春分の日 Shunbun no Hi. This national holiday was established in 1948 as a day for enjoying nature and cultivating love for all living things. Prior to 1948, the vernal equinox was an imperial ancestor worship festival called Shunki kōrei-sai (春季皇霊祭) - in other words, it had lots of ultranationalistic overtones that the post-war Japanese felt uneasy about. Let's celebrate spring by reading a non-fiction book about Japan.
Dogs and Demons: Tales from the Dark Side of Modern Japan – Alex Kerr
The author’s Japanese is so proficient that he writes and publishes in it, a rare ability in a foreigner. His second book Dogs and Demons was released in 2001 and has been recommended as a must-read ever since. The title is from an old Chinese story. The emperor asked his court painter what's easy and what's difficult to paint. The artist answered that demons are easy but dogs are difficult. The artist meant that the quiet low-key things in the environment are hard to get right but flamboyant eye-catching things are easy. It was Kerr’s ambition to explain dogs - what's in front of everybody's nose but hard to see.
Kerr’s basic thesis is that Japan has been mired in economic woes since 1990 because politicians, bureaucrats and business leaders have been unwilling and unable to change their old ways and meet today's challenges.
For more than two decades, Japan's national debt has floated above 100% of its GDP. In fact, as of the second quarter of 2022, Japan's debt-to-GDP ratio was 226%. Debt is out of control because of government spending on public works projects that feed the largest employer in the country and raise demons, i.e., flashy projects that are easy to point to. For instance, the construction industry piles unsightly tetrapods one upon another along about half of the Japanese coastline. Studies done on US coasts have shown that instead of protecting beaches, the 50-ton concrete thingies in reality promote erosion.
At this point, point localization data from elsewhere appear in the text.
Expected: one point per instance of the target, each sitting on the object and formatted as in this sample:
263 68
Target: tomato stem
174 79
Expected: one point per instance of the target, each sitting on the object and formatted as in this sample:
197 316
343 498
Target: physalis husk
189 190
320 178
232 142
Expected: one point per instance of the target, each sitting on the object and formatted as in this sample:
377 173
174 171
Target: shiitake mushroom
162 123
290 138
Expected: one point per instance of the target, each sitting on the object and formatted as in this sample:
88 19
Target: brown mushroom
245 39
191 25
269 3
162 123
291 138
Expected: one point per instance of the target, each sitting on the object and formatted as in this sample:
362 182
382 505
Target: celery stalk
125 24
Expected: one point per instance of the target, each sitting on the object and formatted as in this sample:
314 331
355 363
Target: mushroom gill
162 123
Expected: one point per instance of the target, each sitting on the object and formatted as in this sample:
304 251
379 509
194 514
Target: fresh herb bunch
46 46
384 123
To spend down budgets lest they be cut the next fiscal year, the Japanese equivalent of the Department of the Interior pays millions and millions to the construction industry to mold the tetrapods and plop them on the beaches. Kerr paints an unsettling picture of a bureaucracy turned spending machine for which nobody can find the off switch. As often happens among federal bureaucrats in the US, Japanese officials retire from government at the mandatory age of 55, and then they find jobs in the very industries they used to regulate.
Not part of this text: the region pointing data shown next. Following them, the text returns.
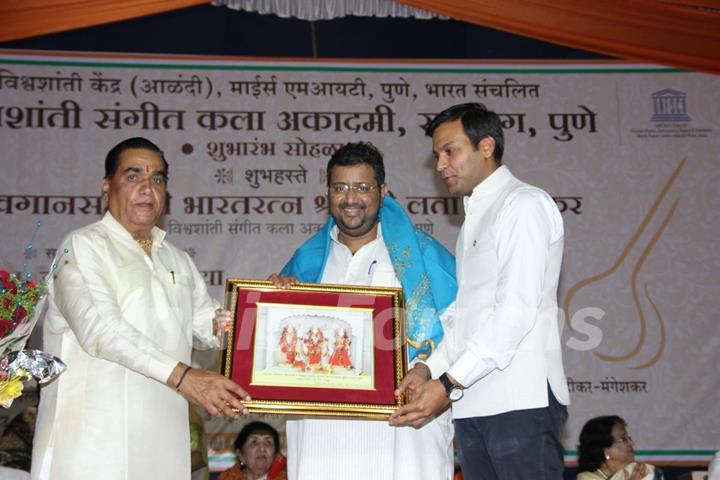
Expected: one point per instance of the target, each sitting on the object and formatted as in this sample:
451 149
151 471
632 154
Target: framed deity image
316 349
Kerr builds a strong case because the book is solidly researched. Figures and examples support his assertion that bureaucrats in Japan collude with industry to construct boondoggles and white elephants (demons) instead of making the small particular changes (dogs) necessary to solve problems.
Using his ability to read Japanese, Kerr provides an insider’s view of the environmental degradation of Japan, the disappearance of the Japanese movie industry and the failure of internationalization. The one qualm I have with this treatment is that although he argues that plenty of Japanese are becoming concerned about the ecology, he doesn't say much about the complacent voters who are happy to receive government pork for schools, community centers, paved roads, train lines and communication towers.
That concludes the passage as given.